Substantially reduced delta-6 desaturase activity — plant omega-3 is unreliable for EPA/DHA
With two A alleles at rs174616, delta-6 desaturase activity is substantially reduced, creating a cascade deficit across both major PUFA pathways. In the omega-3 pathway, impaired ALA-to-stearidonic acid conversion reduces EPA and DHA yield. In the omega-6 pathway, less LA converts to GLA, reducing downstream DGLA and ultimately arachidonic acid. The Yao et al. 2015 study (PMID 25981324) found AA genotype carriers had significantly lower AA/LA ratios, confirming reduced flux through the delta-6 gating step.

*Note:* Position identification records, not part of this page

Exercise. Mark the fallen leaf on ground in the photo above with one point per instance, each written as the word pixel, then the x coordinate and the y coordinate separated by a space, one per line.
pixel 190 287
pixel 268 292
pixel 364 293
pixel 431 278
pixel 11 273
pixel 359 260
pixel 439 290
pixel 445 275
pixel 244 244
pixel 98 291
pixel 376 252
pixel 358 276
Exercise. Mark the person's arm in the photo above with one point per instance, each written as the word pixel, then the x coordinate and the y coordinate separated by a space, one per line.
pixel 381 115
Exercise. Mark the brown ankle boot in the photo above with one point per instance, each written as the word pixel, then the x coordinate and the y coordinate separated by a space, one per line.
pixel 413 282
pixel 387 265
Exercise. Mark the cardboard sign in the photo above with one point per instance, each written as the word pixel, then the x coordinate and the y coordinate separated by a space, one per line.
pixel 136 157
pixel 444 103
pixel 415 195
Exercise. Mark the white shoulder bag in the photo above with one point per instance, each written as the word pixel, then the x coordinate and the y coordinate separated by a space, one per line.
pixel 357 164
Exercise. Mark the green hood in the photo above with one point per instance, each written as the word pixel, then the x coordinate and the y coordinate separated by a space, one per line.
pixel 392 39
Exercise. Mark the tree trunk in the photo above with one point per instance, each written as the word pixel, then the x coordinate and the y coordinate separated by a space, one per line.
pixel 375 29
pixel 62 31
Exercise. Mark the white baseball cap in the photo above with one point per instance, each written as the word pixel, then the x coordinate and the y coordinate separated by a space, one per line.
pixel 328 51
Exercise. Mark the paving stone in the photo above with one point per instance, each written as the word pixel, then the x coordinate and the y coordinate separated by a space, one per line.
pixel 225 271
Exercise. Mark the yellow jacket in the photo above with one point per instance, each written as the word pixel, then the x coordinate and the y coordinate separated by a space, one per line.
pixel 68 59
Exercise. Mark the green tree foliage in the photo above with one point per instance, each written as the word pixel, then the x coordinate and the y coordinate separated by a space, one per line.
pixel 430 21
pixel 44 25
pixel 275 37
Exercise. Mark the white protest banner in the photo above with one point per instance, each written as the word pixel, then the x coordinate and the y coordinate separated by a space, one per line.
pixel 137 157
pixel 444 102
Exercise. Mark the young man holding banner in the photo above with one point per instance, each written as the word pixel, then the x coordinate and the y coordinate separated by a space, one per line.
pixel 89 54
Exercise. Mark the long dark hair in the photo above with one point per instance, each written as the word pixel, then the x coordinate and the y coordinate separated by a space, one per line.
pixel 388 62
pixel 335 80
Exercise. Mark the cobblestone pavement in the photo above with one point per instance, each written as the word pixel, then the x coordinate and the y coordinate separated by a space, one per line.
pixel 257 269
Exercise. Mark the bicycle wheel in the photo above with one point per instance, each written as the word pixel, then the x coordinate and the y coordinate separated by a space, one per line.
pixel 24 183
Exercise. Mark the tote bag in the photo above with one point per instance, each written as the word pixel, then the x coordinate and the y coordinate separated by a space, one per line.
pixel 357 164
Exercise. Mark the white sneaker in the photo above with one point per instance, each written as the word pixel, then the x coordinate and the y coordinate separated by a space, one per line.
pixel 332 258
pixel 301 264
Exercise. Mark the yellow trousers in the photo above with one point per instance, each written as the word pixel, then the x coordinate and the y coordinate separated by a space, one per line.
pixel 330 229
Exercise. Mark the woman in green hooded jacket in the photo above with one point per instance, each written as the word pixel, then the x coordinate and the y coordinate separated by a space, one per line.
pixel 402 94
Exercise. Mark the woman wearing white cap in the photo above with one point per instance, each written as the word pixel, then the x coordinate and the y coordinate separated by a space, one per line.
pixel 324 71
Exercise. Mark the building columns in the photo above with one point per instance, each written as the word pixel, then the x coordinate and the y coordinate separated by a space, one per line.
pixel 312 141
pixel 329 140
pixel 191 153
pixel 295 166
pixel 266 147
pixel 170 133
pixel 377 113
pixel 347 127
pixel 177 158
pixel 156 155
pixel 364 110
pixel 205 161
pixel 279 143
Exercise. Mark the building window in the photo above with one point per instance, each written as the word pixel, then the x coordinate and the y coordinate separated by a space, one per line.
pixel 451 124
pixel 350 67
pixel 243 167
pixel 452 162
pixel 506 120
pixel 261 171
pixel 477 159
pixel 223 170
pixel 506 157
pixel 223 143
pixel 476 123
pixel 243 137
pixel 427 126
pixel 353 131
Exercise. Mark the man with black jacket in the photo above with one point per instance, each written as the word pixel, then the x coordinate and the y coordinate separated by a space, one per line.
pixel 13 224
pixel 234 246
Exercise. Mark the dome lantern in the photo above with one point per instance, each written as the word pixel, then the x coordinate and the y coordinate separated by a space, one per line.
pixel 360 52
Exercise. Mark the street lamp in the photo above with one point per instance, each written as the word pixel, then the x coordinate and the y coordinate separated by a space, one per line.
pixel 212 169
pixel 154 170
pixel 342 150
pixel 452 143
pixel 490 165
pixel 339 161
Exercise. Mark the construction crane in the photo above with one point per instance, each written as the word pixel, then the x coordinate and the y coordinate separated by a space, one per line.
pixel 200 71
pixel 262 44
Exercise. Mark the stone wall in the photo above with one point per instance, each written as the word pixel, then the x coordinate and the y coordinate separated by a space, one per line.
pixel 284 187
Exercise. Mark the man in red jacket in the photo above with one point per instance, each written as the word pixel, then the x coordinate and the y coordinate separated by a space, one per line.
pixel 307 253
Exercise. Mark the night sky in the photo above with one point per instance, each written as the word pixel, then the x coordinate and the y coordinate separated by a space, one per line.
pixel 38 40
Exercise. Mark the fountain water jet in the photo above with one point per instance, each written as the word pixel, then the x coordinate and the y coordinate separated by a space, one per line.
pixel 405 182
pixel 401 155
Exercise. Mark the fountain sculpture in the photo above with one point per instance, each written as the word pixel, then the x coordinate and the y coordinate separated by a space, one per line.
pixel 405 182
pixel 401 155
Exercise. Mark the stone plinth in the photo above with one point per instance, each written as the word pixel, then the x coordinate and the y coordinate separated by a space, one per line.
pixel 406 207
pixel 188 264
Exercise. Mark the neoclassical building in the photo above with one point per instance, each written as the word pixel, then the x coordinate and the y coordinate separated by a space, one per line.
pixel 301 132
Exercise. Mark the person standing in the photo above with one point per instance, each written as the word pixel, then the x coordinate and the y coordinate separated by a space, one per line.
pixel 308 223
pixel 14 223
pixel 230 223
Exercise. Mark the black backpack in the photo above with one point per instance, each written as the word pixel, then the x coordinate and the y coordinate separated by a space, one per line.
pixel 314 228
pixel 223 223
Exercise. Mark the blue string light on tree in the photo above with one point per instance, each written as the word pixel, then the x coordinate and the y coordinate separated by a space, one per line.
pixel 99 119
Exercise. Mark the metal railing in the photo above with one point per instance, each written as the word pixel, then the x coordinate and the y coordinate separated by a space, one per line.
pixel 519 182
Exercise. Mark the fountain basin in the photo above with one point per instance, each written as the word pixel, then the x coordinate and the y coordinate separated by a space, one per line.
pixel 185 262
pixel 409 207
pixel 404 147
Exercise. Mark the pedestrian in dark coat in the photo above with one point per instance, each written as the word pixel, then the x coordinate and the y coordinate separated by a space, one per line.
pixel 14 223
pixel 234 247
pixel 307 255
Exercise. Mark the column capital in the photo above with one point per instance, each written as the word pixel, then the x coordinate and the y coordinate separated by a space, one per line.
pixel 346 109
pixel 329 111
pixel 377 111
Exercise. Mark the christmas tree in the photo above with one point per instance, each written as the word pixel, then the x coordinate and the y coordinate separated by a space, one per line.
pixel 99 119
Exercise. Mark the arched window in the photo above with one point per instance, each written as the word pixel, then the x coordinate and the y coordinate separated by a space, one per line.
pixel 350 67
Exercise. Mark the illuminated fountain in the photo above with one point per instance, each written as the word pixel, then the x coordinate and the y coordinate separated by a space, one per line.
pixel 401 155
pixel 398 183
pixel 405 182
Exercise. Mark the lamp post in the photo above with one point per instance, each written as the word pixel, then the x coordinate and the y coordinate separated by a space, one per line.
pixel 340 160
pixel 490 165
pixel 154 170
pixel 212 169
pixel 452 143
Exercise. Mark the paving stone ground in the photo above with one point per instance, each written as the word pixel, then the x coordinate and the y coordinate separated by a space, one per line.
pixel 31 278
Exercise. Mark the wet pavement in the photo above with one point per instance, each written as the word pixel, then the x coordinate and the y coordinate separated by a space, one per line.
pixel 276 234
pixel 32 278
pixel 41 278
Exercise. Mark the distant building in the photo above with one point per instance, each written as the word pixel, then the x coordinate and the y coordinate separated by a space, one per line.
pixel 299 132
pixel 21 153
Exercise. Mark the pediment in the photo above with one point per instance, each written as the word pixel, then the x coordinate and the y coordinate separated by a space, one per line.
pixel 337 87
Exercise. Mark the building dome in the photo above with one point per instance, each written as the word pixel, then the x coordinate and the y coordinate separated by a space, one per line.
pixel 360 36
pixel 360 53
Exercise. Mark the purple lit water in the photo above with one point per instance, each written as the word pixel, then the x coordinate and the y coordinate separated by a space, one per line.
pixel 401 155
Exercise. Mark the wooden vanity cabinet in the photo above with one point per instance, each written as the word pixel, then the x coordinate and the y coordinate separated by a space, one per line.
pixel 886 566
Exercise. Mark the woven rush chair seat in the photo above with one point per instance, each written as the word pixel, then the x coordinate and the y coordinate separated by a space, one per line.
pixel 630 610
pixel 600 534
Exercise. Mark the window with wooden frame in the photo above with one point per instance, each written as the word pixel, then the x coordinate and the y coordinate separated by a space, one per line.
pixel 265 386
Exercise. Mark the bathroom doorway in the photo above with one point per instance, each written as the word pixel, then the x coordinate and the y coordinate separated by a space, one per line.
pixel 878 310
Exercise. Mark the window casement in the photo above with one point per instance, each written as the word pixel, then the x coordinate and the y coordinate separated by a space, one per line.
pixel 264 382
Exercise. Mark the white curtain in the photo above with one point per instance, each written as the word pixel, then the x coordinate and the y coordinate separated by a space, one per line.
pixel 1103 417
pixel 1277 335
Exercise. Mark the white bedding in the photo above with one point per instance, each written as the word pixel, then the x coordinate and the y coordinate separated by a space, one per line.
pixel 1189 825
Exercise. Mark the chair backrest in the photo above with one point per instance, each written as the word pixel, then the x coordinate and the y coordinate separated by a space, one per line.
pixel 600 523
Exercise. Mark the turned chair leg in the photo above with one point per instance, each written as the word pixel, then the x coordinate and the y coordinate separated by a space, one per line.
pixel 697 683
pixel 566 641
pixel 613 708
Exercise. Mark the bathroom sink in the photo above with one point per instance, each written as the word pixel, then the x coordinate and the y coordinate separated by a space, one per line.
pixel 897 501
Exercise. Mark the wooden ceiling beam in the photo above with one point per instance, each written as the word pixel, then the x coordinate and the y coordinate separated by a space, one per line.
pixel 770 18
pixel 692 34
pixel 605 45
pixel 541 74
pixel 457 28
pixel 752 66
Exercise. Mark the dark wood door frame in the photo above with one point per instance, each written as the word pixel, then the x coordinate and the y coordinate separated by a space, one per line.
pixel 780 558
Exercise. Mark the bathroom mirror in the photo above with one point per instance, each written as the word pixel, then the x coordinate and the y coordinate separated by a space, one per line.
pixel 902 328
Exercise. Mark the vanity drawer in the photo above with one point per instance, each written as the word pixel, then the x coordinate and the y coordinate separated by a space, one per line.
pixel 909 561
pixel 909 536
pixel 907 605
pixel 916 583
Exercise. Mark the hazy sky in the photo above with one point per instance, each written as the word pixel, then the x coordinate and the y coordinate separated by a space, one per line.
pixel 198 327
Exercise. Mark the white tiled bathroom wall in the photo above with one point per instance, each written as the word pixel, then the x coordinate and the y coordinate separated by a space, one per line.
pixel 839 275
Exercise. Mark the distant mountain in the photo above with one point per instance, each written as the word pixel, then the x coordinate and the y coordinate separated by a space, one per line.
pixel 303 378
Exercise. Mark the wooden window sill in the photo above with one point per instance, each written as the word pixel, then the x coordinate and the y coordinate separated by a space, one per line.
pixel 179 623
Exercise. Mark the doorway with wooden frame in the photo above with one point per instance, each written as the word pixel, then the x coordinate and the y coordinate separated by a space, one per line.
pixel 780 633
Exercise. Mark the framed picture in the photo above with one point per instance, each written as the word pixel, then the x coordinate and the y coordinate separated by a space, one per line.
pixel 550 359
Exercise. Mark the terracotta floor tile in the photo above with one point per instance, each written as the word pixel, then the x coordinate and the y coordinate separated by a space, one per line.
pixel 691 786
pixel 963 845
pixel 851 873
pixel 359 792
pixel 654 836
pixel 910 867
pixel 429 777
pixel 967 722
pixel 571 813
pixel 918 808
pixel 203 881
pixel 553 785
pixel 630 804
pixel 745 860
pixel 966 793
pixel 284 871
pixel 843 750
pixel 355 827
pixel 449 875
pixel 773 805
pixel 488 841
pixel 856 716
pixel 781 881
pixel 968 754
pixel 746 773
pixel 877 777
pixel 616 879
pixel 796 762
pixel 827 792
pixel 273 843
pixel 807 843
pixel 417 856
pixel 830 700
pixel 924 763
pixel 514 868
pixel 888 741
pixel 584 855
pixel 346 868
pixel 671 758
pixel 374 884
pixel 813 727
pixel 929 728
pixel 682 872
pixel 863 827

The Romero-Hidalgo et al. 2024 genetic selection analysis (PMID 39166092) found that the A allele is under positive selection in populations with historically low marine fat intake (Native American, agricultural populations), suggesting that this reduced desaturase phenotype was adaptive in high-carbohydrate, low-fish dietary environments — possibly because lower arachidonic acid production reduces inflammatory eicosanoid tone.
However, in modern dietary contexts where the omega-6:omega-3 ratio from processed seed oils is already elevated (10:1 or higher), reduced FADS2 activity limits the ability to mount adequate anti-inflammatory EPA and DHA responses. The Walle et al. 2019 liver epigenetics study (PMID 30654845) indicates the mechanism involves altered DNA methylation at the FADS2 promoter, providing a durable regulatory suppression of enzyme expression.